Monday, March 9, 2009

The Crucifixion

I discovered recently that the word assassination was invented by Shakespeare. Also recently a friend posed the following question: how important does one have to be to be assassinated rather than murdered? I heard a comment today in reference to a soldier who murdered Jesus. These loosely interconnected ideas made me wonder--was Jesus assassinated, murdered, or executed?
Assassination is politically motivated. [I am defining this myself and leaving Webster out of the picture, which is fine, because dictionaries do not tell what words mean; only how people use them, which is a different blog for a different day.] Assassinations are the killing of politically important people for political purposes. By that definition, Jesus was assassinated. The Jewish leaders wanted this blaspheming, status-quo disrupter silenced. The chief priests are quoted as saying, "If we let [Jesus] go on like this, all men will believe in Him, and the Romans will come and take away both our place and our nation." (John 11:48, NASB)
Murder is the general taking of a life. Often there is a motive, sometimes it is random. Jesus was murdered. He had committed no wrong, there was no sense to His death. The chief priests had motive to eliminate Him; the Romans, not so much. The soldiers who killed Him were doing their duty.
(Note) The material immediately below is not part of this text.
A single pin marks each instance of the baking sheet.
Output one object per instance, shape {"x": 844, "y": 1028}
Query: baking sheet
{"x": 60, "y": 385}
Execution is the putting to death of a criminal. It is a punishment carried out through the government as payment for wrongdoing. Although innocent, Jesus took on our sin and our punishment. He was executed with common thieves, crucified as a common criminal.
To be executed, murdered, and assassinated is horrible. The tragedy underlying such acts is unthinkable. How much more, then the death of the Son of God? He was guiltless, yet executed for our guilt. He was murdered without cause. He was assassinated, yet His kingdom was not of this world. This is an awe-full mystery.